The governor “is trying to figure out what our options are,” Guinn chief of staff Keith Munro said. “Either we have to see whether we can stay the judgment or find out if we have the money to pay it.”
If a stay isn’t likely and money isn’t available from usual emergency sources to pay the contractor who built a veterans home in southern Nevada, a one-day special session could be convened to authorize the funding from a large state surplus. At the same time, lawmakers also could beef up a contingency fund normally tapped for fiscal emergencies.
The $10.3 million payment was ordered by an arbitration panel that determined the state Public Works Board and its architects – not contractor Addison Inc. – were responsible for costly construction delays at the veterans home in Boulder City.
If the governor waits until the regular 2007 legislative session to request the funds, the state could win up for about $800,000 in interest payments. A brief special session would cost about $50,000.
Guinn has said he considers a special session a “last resort,” and state attorneys have been looking for a way to overturn the arbitration panel’s decision. That decision is due to be filed this week in District Court in Las Vegas.
Addison lawyer Thomas Kummer has said less than 1 percent of appeals from binding arbitration are successful. He said a showing of fraud, corruption or other type of misconduct must be shown, and nothing like that happened in this case. Besides the judgment, the state has spent $3.9 million in legal fees and expert-witness costs in the dispute with Addison and its subcontractors, according to state Budget Director Andrew Clinger.

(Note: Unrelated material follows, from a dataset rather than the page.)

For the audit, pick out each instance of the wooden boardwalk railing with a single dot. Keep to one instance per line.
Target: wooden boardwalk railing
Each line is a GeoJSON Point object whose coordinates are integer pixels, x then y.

Following the arbitration panel decision, Guinn asked for and got Dan O’Brien’s resignation as manager of the Public Works Board. Guinn also said he would urge Nevada’s next governor to press for a board dominated by elected officials rather than the current system of appointees from the construction industry.
Munro noted Guinn sought a law change in 2005 that would have revised the board to include elected officials and some general public members, but the measure died.